When tights budgets don’t allow for hiring more NPS staff, volunteers play a vital role in maintaining park grounds and interacting with visitors. The growing phenomenon of NPS-non-profit partnerships for volunteer management is happening at several national parks, including Acadia, Arches and Canyonlands, Cuyahoga Valley, Golden Gate, the National Mall, and Yosemite. When successfully managed, the partnerships are “just seamless,” a National Park Service ranger at Golden Gate shared with authors of the article “Structures, Challenges, and Successes of Volunteer Programs Co-managed by Nonprofit and Public Organizations.” “When it comes to ‘us’ and ‘them,’ there is no ‘them.’ It’s just an ‘us.’” To learn more about the article and glean practitioner takeaways, see our Research to Practice feature How can cross-sector partnerships lead to stronger volunteer programs?

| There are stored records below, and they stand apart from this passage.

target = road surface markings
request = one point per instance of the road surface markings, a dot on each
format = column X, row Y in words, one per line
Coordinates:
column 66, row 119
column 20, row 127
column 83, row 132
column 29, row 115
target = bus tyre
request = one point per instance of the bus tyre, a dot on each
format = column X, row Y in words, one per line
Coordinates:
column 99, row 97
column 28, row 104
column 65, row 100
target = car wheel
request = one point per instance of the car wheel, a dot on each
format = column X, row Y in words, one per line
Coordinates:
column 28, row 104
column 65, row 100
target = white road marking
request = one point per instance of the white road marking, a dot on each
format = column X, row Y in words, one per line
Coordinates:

Cross-sector partnerships for state and national parks, while seemingly necessary, come with challenges. “I learned early on that if we wanted to do what we aspired to do in terms of connecting the next generation, I was going to have to tap the private sector to see if they would help us. And they have been,” Interior Secretary Sally Jewell was quoted in a recent article in E&E. Working with the private sector can become complicated, however, as the authors of the article point out, asking, “What’s to stop parks from becoming overly commercialized and beholden to their sponsors?”

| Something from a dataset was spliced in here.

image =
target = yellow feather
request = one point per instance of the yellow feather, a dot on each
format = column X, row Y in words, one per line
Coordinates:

The report Private Funding of Public Parks highlights other concerns, including uncertain funding patterns — “Voluntary donations are inherently uncertain, which makes it difficult to rely on them for ongoing operational expenses” — and potential inequalities — “Park amenities may be targeted toward selective groups or areas rather than the entire community.”
While public parks and private partners are still negotiating the norms for these partnerships, some feel certain that corporate logos don’t have a place in parks. “National parks are places where the public’s eyes can take a rest from advertising and enjoy the scenery and history. They need to stay that way,” said Theresa Pierno, CEO of the National Parks Conservation Association.